Giulietta Talevi Companies editor & columnist
Johannesburg. Picture: SUPPLIED
Johannesburg. Picture: SUPPLIED

If you’re up for a session in purgatory — via Zoom — you may want to attend the next City of Joburg council meeting.

Not only will you experience time in a way not marked by any functioning watch on earth, but you’ll get to know the full horror of “Councillor, you’re on mute”, “Councillor, your video’s not on”, and “Madam Speaker, can you see me now?”, on repeat. Over, and over.

It meant that Wednesday’s council session for one of SA’s most economically important cities only really got going at about 2.30pm — 4½ hours after the sitting began.

And it wasn’t as if the subjects to be raised were insignificant, either. The session was to hear performance reports from a raft of city entities: the Joburg Roads Agency, Joburg City Parks, City Power, the Joburg Market and the department of economic development, among others.

So it’s hard not to extrapolate the shambolic roll call from what appears to be a metro in terminal decline.

There is hardly a road in Joburg that is not crumbling, potholed, or choked with weeds. Repairs are haphazard, and then themselves become wrecks of dug-up earth and torn-up tarmac, months, and sometimes years after they were begun.

Traffic lights remain out for days. Electricity outages have crept up to a week, in some suburbs. Bills bear no resemblance to many households’ actual consumption. Billing queries go unanswered.

Rates rise above inflation.
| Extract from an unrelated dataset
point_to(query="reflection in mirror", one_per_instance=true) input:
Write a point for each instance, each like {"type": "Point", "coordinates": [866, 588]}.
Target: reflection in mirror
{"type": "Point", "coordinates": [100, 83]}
The city’s wage bill is untroubled by the jobs carnage happening in the private sector.

The mayor presiding over this slow-moving train wreck is Geoff Makhubo, the ANC’s pick after DA mayor Herman Mashaba quit from the country’s chief opposition party a year ago.
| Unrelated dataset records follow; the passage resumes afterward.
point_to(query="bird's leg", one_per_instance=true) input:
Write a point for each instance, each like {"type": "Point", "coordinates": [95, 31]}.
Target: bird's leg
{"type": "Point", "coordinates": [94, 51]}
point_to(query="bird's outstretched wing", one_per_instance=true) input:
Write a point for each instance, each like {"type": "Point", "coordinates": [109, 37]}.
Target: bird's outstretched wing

And it is Makhubo’s name, along with that of ANC spokesperson Zizi Kodwa, which features heavily in a series of dodgy public deals signed with the city by IT group EOH, according to devastating testimony at Wednesday’s Zondo commission.
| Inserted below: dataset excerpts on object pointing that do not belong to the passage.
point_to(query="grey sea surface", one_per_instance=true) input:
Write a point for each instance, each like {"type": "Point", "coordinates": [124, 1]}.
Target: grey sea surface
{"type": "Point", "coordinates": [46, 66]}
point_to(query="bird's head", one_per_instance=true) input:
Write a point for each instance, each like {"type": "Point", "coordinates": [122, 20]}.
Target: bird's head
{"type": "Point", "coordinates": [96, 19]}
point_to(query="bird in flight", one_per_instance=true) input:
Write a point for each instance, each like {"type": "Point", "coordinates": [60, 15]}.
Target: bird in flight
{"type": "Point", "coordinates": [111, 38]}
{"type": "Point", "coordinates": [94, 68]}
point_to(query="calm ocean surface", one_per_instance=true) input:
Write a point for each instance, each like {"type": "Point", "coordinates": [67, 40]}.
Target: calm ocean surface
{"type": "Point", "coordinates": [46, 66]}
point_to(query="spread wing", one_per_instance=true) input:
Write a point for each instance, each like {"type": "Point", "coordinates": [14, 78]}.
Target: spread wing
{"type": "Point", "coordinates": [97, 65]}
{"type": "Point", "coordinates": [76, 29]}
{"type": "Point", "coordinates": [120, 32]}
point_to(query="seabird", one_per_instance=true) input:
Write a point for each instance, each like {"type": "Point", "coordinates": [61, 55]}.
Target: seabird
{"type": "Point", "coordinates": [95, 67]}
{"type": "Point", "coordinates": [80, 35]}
In a nutshell, Makhubo was the alleged cog in a “suspected tender influencing network that not only assured EOH major contracts but unlocked funding for the ANC”, writes amaBhungane.

You can read its article here, as well as News24’s take here.

amaBhungane, of course, has been covering suspicious public sector deals involving EOH (under its former management) for over three years now. It was its exposé of dealings by former EOH director Jehan Mackay, after all, that prompted sharp and unwelcome public scrutiny of a company that had, for over a decade, grown by an astonishing, and predictable, 30%-40% a year.

Much of that had to do with EOH’s business model, where it used its relentlessly rising share price to snap up more cheaply priced companies, and then fold them into the business. It was clearly an unsustainable practice, however, and it was scuppered by the discovery that not all contracts tendered for were kosher. It saw the departure of founder Asher Bohbot and his right-hand man, John King; the installation of former Absa exec Stephen van Coller to clean things up; and an exhaustive probe by law firm ENSafrica, parts of which were delivered before the commission on Wednesday.

How did it get to this? Well, Moneyweb’s Larry Claasen has been following the EOH debacle and has this piece on how corruption seeped into the organisation.

And as for the residents of Joburg? Well, for now they remain casualties of the corruption and indifference meted out by the ANC government to its citizens.

*Talevi is the FM's Money & Investing editor.